24 thoughts on “Especial: A nova cena portuguesa

  1. peixe : avião (eu nunca sei qual é o jeito certo de escrever o nome dessa banda) é uma ótima banda! lançaram o segundo cd deles esse ano, o “Madrugada”.

  2. Nunca se ouviu música de tanta qualidade e diversidade em Portugal. Recomendo irem já, já ouvir o “Oh Night” dos Nicotine’s Orchestra – o Nick Cave do Barreiro. É uma grande música em qualquer parte do Mundo.

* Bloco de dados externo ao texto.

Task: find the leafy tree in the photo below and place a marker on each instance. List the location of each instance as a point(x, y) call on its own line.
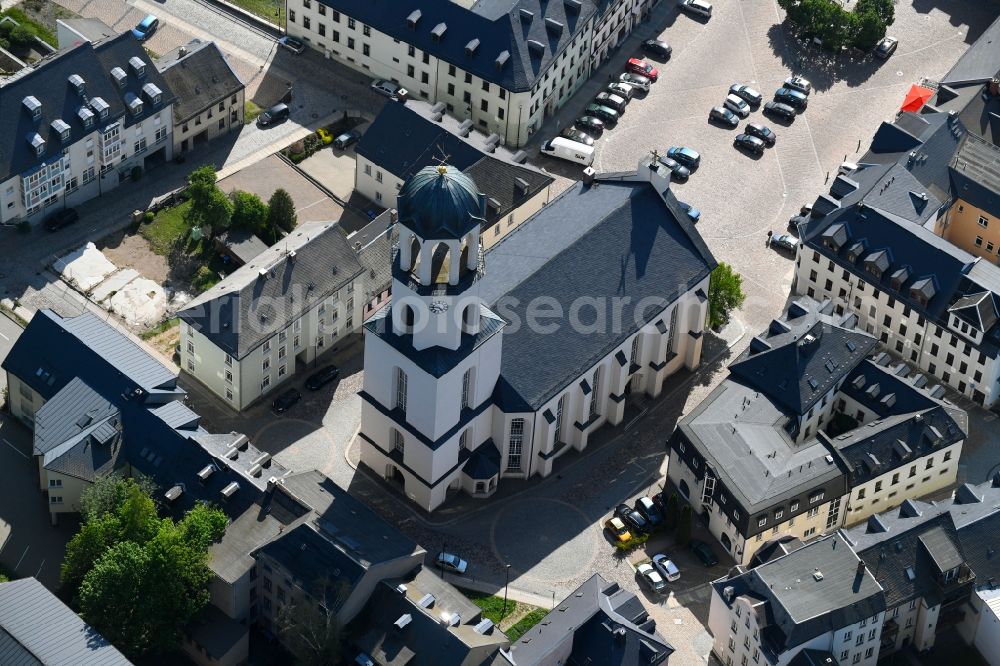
point(249, 211)
point(684, 526)
point(281, 210)
point(670, 514)
point(725, 294)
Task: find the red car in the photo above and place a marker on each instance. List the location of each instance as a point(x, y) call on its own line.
point(642, 67)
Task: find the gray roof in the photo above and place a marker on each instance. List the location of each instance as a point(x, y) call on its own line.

  3. Pedro, eu queria te agradecer e parabenizar MUITO por isso! Já tinha pirado no post sobre Os Pontos Negros, baixei tudo deles que consegui achar no google e não parei de ouvir mais…Seu relato da cena musical lusitana me deixou tão feliz e orgulhosa que a empolgação nao cabia mais em mim, então quis vir aqui comentar! hahaha
    eu sou brasileira paulistana até doer, mas minha familia é portuguesa, vieram pra cá nos anos 60 e na minha casa a cultura lusitana é muito forte e valorizada. A última vez que pude visitar Portugal foi há dez anos (eu tenho 21) e na época não tinha idade ainda pra ver shows e ir atrás das bandas de lá, mas desde que eu era adolescente e comecei a tocar, ter bandas e me apaixonar de verdade por musica e pela cena underground tentava achar essas coisas na internet, sem mto sucesso…por isso fiquei felicíssima com os seus textos e dicas aqui!
    Por favor continue escrevendo! Tá tudo muito bacana e me ensinou muito!
    Um grande abraço!

  4. Caramba! Como falar da música em Portugal e nem sequer citar Tiago Bettencourt? Ele tem ótimos trabalhos, tanto na carreira solo quanto nos tempos do Toranja.

  5. Gosto demais do som da Margarida Pinto, poderia comentar dela também 🙂 E o peixe : avião alguns ousam até a dizer que é o Radiohead português, ouvi o disco deles só uma vez, mas vou dar uma segunda chance.

  6. Este artigo revela uma ignorância atroz … Como falar da nova cena portuguesa sem referir a editora amor fúria?!, provavelmente ao selo mais importante para a revitalização da pop rock portuguesa!